Anh knows me. He has never seen me before, but he knows me well. He's driven me up Highway 1 since the late 1980s, when I traveled to Vietnam from New York or Boston or Idaho or Kentucky, when I sat in the back of his car beside a father or a grandfather, a brother, an uncle. He takes us north from Ho Chi Minh City, to small towns whose names we know well, have been to or heard stories of. Anh studies the movies, listens to the music, points to a square of cement where Charlie Sheen once stood or patches of jungle that inspired CCR's "Fortunate Son." He drives us through the towns, and they all look the same, and perhaps none of us in the car would recognize a thing if Anh didn't mention a movie title or song lyric or speak the name of the town written on the back of the photograph in my pocket, my father standing in front of the old movie house: Bien Hoa, '71.
*
"Many men came here for a woman."
We stand on the cement pier in Bien Hoa, Anh's cigarette now lit, the driver watching us from the road. Anh looks around, paying close attention to the locals walking by, staring. I can tell by the slow pulls he takes on his cigarette, his calm tone, that he is not nervous, just careful. He tells us most tourists don't come here, and many of the locals have not seen a white person since the war.
"Very few women left in Bien Hoa," he says, almost under his breath.
"How come?" I ask.
"Marry soldiers. Soldiers take them home."
I think about the souvenirs we had bought earlier in the trip, the black chopsticks and their ceramic holders, wrapped tightly in tissue paper.
"Did the women want to leave?" Vanessa asks.
Anh purses his lips and stares down the street. "Perhaps some," he says. "Others, maybe not."

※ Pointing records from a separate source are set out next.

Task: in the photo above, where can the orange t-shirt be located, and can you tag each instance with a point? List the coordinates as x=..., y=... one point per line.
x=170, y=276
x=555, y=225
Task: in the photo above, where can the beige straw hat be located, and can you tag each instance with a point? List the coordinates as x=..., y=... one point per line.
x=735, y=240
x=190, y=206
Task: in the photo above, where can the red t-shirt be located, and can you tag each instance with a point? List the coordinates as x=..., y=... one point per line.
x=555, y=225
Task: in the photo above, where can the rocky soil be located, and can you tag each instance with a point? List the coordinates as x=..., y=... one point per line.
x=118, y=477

We stand on the pier for another minute or so as Anh finishes his cigarette. The stores across the street are different from the shops in Ho Chi Minh City. Instead of pizza and hamburgers, pirated copies of Dispatches or The Things They Carried, these stores sell scrap metal and lumber and copper piping. One man sits in the only empty space in his shop, as if at the helm of a small ship made of tires and hubcaps. Men laugh on the corner, drinking coffee, playing cards. Men crouch on the pier, pointing into the dark water. Men watch Anh flick his cigarette into the canal, clap his hands together, and their eyes follow us back across the street, into the car, as we disappear behind tinted glass.

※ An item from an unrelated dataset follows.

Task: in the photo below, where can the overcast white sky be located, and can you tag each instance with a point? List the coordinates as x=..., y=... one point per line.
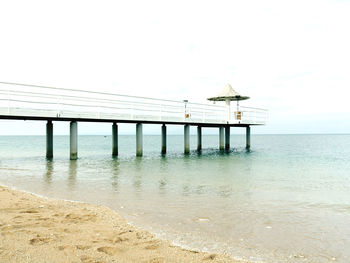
x=292, y=57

The highway is less congested once we leave Bien Hoa and head toward Long Binh. Long Binh is where my father spent his twentieth birthday. This is where he spent most of his nineteen months in Vietnam. This is where he worked as a cook, mixing vats of oatmeal and mashed potatoes, brewing oceans of coffee, baking mountains of donuts. This is where he and the other spoons spent one-hundred-degree days preparing soup or baking apple pie. This is where the jokes start: How long you been in Long Binh? Been too long in Long Binh. This is where he cleaned and polished his rifle, hung posters of Jimi Hendrix and Playboy centerfolds, drank weak, government-issued Budweiser. One of the sixty-thousand soldiers living within this militarized metropolis, he constructed a hooch out of scrap wood and empty crates. This is where he sunbathed on a lawn chair, somewhere in the dusty divide between two of the U.S. Army's largest structures in South Vietnam: a hospital and a prison. This is where he bought a television and a stereo, tapped off a buddy's extension cord that was tapped off a buddy's extension cord. This is where Vietnamese women went hooch to hooch, waving white rags, speaking the only English necessary.